Once open add the following lines:-
[NewRequest]
; At least one value must be set in this section
Subject = “CN=server.mydomain.com”
KeyLength = 2048
Exportable=TRUE
KeyAlgorithm = RSA
MachineKeySet = true
RequestType = Cert
Note: You’ll need to replace server.mydomain.com with the Fully Qualified Domain Name (FQDN) record you wish to use for your SSL certificate. This can also be defined as an IP address if you only wish to use the service inside a private network.
The important section is that we set RequestType = Cert. This option indicates a self-signed or self-issued certificate. It does not generate a request, but rather a new certificate and then installs the certificate. Self-signed is the default.
To actually create the certificate, run the following command in an elevated Windows command prompt:
%Windir%\System32\certreq.exe -new cert.txt
This will create and import the certificate into windows certificate store and prompt to save a copy.
Step 2 Export the certificate as a pfx file
Once the certificate has been created run the command
certutil -store my
This will view all the certificates in your Personal Store.

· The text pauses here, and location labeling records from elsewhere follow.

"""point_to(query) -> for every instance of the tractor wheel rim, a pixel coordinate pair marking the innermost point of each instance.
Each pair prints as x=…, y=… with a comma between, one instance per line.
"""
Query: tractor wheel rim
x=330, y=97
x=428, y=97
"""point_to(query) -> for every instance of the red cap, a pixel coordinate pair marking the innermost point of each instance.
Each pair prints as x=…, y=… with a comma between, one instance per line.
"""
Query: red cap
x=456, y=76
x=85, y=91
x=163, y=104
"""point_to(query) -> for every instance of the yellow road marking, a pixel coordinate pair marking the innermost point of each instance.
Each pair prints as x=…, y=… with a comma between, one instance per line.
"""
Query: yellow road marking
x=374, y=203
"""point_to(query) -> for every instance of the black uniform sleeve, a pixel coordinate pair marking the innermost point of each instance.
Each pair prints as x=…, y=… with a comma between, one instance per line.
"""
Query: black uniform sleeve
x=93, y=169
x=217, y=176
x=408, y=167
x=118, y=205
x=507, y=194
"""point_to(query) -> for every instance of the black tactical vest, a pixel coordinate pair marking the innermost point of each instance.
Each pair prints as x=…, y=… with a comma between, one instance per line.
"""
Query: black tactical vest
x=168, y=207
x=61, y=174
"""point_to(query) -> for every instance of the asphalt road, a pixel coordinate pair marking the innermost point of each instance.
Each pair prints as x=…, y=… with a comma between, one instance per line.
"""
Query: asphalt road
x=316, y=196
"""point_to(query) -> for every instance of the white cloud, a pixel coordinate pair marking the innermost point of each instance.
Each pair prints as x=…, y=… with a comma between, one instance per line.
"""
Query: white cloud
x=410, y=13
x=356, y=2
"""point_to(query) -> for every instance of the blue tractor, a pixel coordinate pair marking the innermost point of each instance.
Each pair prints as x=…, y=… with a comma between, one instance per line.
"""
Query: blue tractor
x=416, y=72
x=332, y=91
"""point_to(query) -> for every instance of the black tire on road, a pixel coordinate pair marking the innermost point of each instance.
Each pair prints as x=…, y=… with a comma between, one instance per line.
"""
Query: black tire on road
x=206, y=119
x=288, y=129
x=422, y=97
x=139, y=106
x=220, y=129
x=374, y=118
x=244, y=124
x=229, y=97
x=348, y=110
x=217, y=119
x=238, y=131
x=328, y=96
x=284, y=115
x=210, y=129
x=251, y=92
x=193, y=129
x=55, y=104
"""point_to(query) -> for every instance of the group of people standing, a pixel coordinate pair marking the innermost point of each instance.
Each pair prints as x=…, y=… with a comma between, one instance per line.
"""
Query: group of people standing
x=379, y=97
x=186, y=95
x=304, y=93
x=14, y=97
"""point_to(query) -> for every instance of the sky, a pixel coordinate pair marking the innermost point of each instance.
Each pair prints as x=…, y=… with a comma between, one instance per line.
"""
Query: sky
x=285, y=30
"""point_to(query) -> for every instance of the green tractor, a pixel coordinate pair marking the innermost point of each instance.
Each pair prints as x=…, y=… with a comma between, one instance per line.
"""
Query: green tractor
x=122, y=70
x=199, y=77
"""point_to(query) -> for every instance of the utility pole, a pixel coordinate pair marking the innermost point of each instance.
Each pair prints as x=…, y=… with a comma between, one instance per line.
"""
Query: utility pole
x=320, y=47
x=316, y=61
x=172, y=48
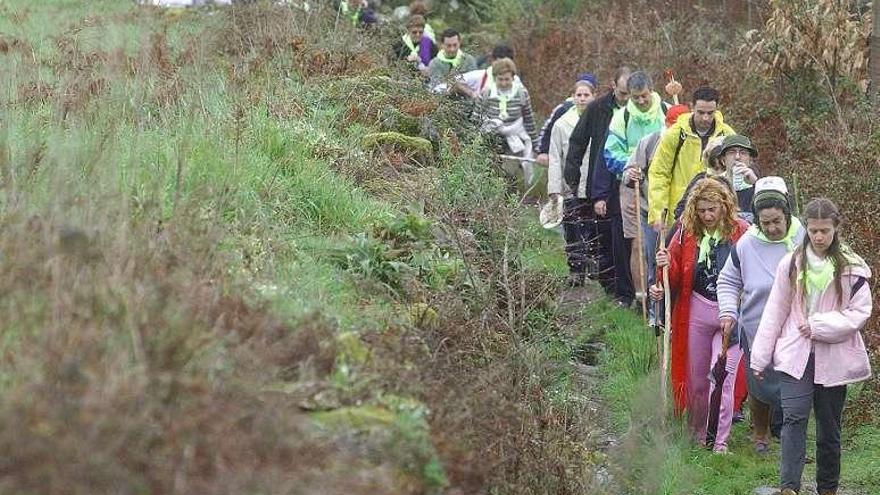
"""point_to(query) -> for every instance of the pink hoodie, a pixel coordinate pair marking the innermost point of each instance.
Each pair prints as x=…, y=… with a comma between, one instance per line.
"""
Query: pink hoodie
x=841, y=357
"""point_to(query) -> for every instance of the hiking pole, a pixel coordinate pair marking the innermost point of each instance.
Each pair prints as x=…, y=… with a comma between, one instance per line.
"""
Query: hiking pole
x=667, y=299
x=641, y=253
x=516, y=158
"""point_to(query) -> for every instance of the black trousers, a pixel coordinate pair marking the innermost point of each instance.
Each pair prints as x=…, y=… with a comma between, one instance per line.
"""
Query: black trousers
x=621, y=249
x=798, y=397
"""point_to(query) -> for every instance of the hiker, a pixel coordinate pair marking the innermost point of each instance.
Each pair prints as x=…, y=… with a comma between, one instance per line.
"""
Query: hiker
x=733, y=159
x=421, y=9
x=643, y=114
x=576, y=207
x=726, y=157
x=588, y=138
x=415, y=46
x=810, y=332
x=697, y=251
x=472, y=83
x=679, y=155
x=357, y=12
x=543, y=151
x=744, y=286
x=450, y=60
x=505, y=108
x=637, y=169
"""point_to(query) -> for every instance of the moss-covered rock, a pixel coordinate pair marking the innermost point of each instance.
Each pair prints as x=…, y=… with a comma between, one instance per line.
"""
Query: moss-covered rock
x=416, y=148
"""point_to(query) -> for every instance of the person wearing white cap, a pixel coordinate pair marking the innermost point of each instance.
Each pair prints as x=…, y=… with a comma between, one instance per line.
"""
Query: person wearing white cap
x=744, y=286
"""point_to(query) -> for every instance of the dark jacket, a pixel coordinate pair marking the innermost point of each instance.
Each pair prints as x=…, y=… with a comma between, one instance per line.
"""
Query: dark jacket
x=590, y=132
x=426, y=47
x=547, y=129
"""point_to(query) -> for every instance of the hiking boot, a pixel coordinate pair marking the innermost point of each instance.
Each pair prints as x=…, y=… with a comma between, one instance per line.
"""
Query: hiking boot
x=761, y=447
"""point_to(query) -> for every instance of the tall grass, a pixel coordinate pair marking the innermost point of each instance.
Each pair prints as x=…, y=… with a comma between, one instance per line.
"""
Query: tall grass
x=174, y=187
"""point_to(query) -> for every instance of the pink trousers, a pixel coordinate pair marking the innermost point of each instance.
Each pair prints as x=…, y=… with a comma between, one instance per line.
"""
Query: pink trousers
x=704, y=345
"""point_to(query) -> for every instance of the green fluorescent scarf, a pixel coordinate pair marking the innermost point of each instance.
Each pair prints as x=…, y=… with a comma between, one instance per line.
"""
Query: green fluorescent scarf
x=503, y=99
x=706, y=244
x=818, y=277
x=454, y=62
x=789, y=236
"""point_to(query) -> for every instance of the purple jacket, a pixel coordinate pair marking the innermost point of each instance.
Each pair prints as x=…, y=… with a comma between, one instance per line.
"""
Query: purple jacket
x=841, y=357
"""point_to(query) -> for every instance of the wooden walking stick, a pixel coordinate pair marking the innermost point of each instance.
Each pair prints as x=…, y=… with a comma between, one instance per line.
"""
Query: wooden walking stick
x=667, y=324
x=642, y=295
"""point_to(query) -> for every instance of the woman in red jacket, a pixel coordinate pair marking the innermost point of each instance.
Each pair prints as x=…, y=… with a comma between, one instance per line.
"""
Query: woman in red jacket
x=697, y=251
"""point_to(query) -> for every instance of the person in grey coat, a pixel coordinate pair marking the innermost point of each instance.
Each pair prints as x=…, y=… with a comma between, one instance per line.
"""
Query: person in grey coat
x=743, y=288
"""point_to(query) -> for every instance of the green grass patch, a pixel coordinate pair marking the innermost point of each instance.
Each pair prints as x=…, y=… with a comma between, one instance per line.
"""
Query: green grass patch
x=654, y=455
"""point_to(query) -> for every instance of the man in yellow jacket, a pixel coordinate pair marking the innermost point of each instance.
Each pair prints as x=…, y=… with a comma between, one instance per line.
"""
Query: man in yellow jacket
x=679, y=155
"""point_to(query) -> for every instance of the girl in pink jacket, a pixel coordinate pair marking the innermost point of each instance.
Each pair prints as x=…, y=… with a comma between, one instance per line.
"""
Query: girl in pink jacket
x=809, y=332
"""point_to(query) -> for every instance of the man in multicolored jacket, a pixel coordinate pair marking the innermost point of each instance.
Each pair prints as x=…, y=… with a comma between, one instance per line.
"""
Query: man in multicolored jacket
x=643, y=114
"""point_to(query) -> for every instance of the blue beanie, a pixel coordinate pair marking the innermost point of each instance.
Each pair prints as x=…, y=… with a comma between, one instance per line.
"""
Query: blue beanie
x=588, y=78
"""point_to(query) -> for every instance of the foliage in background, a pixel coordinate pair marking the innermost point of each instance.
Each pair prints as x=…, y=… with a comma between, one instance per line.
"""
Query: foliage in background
x=828, y=38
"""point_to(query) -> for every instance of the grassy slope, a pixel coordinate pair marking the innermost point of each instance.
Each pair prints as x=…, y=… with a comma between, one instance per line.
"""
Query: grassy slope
x=653, y=456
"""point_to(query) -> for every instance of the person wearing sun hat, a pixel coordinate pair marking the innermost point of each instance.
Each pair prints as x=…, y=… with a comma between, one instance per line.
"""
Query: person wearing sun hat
x=738, y=155
x=731, y=159
x=576, y=206
x=744, y=286
x=543, y=158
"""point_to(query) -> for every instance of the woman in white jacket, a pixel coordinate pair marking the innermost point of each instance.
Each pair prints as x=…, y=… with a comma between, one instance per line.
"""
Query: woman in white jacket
x=575, y=209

Find the serial number for the certificate you have just created and using this serial number run the command
certutil -exportPFX -p “MyPassword” my 6988c33715ba4a854d8ad56d4943aee9 server.mydomain.com.pfx
(Where ‘MyPassword‘ is a unique password you know and 6988c33715ba4a854d8ad56d4943aee9 is the serial number of your certificate)
Step 3 Export key file from this new certificate in the pfx file
Download and install openssl from https://www.openssl.org/
Once you have installed openSSL open a command prompt and run the command…
openssl pkcs12 -in [yourfile.pfx] -nocerts -out [keyfile-encrypted.key]
Then to convert this key file to unencrypted key file run the command
openssl rsa -in [keyfile-encrypted.key] -out [keyfile-decrypted.key]
Step 4 Export the certificate
The final step is to export the certificate so you can upload it to the nas using the command
openssl pkcs12 -in [yourfile.pfx] -clcerts -nokeys -out [certificate.crt]
You can now add this certificate file to the Synology NAS as needed.